Tuesday, 3 June 2008

Desire Consequentialism - The story so far

5 comments
This is a brief recap of me taking on board Alonzo Fyfe's desire utilitarian ethical naturalism, what I am calling desire consequentialism here. Now there is no major difference between the two, I prefer to call it desire consequentialism because it avoids simplistic confusions with other forms of utilitarianism; "consequences" is a more user and familiar friendly term than "utilitarian", in my opinion anyway; and finally any differences are more likely, than not, to be my errors.

Two Rounds and Counting
I have worked through some of key concepts in two rounds and plan to stop, for now at least. Still I have not yet fully expressed this approach in the most precise, concise, clear and effective that I would like. There is still work to be done on this and on dealing with both catering to those well versed in moral philosophy/theory and the majority who, more or less, care nought about theory and want an approach that just works - a large part of this latter group having settled for a highly inadequate and dubious Divine Command Morality or equivalent. I want to complete this second phase by catering to this latter group by writing a number of theory free posts just painting a general picture of the implications in terms that would be familiar to those exposed just to Divine Command...

Round One
Well I started with these posts that I consider my first attempt or o to express this model in my own words.

A Brief Introduction to Desire Fulfillment
Why have I chosen Desire Fulfillment?
Are there ethical substantive principles?
The Naturalistic Fallacy Fallacy
Hume's Is-Ought Problem
The Problem with Utilitarianism
Facts and Values

Many of these ideas were inadequately stated or argued for, particularly points over the naturalistic fallacies, is-ought and fact-value. These are improved in the second round listed below. Where this is done one can consider that my second attempt is an abrogation over my first. This is work in progress.
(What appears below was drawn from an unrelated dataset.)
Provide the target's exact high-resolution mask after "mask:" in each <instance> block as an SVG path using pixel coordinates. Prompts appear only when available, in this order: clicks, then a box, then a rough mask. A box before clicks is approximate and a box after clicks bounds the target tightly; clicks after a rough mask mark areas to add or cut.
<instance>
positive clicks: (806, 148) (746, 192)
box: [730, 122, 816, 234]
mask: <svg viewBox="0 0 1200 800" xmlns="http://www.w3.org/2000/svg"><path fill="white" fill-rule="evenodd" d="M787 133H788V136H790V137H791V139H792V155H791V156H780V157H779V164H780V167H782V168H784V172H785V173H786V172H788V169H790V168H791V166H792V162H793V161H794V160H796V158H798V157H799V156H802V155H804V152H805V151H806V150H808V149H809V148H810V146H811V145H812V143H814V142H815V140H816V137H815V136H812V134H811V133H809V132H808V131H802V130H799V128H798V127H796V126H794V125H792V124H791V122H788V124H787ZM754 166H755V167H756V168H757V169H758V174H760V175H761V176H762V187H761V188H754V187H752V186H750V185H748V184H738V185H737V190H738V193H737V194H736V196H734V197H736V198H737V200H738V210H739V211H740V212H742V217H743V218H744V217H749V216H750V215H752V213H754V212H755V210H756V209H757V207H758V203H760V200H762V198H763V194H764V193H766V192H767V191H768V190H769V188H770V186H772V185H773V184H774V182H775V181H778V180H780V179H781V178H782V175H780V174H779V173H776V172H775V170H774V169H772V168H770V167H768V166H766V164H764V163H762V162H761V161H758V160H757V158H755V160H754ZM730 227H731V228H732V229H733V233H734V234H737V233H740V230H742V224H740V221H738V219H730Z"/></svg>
Others are, I think good enough for now and incorporated in two the second round or will be used in the future.


The Second Round
This was seven posts over the last couple of weeks:

Objections to Ethical Naturalism
The Evolutionary Basis of Desire and Beliefs
The Cultural basis of Desires and Beliefs
The Unified Basis of Desires and Beliefs
Science and Ethics 1 : A Theory of Value
Science and Ethics 2: A Theory of Prescription
Ethics and Law

I also include the following post, even though this was developed in the first round, this is still a key post from which I want to develop further ideas
Morality is a physical process

And Finally
There is much more to develop but I am now ready to revisit the first post that triggered this all off A Brief Introduction to Desire Fulfillment. I see now there is still too much theory there and want to paint an even simpler picture deliberately along the lines of and equivalent to Divine Command morality such as through something like the Ten Commandments, the seven Virtues and Vices and Golden Rules. That is I want to create the equivalent but grounded in Desire Consequentialism and this is my project for the rest of this week.

5 comments:

Alonzo Fyfe said...

Just a note: I am impressed with your work on this and think it is better than my own.

martino said...

Hi Alonzo

Thanks for this but I beg to differ! :-) I would greatly appreciate critiques any points on which you disagree.

Still I think I have sufficiently booted up Desire Consequentialism in my brain to start applying to topical issues, as an addition toolkit,along with reasoning against double standards, naturalism and enlightenment in the 21st century.

Alonzo Fyfe said...

martino

Beg all you want. You will find that I am impervious to such things.

Since you started this series, I have been looking for an opportunity to ask you some questions that I have in my own mind regarding desire utilitarianism.

For example, if beliefs are truly non-motivational, then how do they have any effect on actions? Am I missing something about the nature of beliefs?

martino said...

Hi Alonzo

I think the issue over motivational beliefs was the key issue between you and Richard Carrier. I have thought about this and have found no convincing argument for motivational cognitivism (MC), yet. Still there appear to be two versions of MC.

This was related to my question I asked some time ago over promises - based on a John Searle approach - who is trying to make an argument for MC, I think. Still he holds that any intention has to have a desire as well as belief. The question is what is the trigger. It is not whether there are desire-independent reasons to act, even Searle says there are not, but how these are initiated or activated (I would say).

Now can a belief on its own motivate? My first Science and Ethics post attempted to say that unless there was a primed(?) desire then a belief would not motivate (the Dodo example). If one accepts this type of MC, then DU is relatively unaffected, certainly in the DF value stage, the prescriptive stage would highlight more the capacity to reason rather than just persuade.

In other words, my current view is that moral statements are morally cognitive and motivationally expressive. If MC is correct, the cognitive component has more power but that is it.

Now if MC implies that there are desire-independent reasons to act then this is more serious, as it affects the DF theory of value. I have yet to see any convincing argument for this version of MC.

martino said...

woops I meant Richard Chappell not Carrier.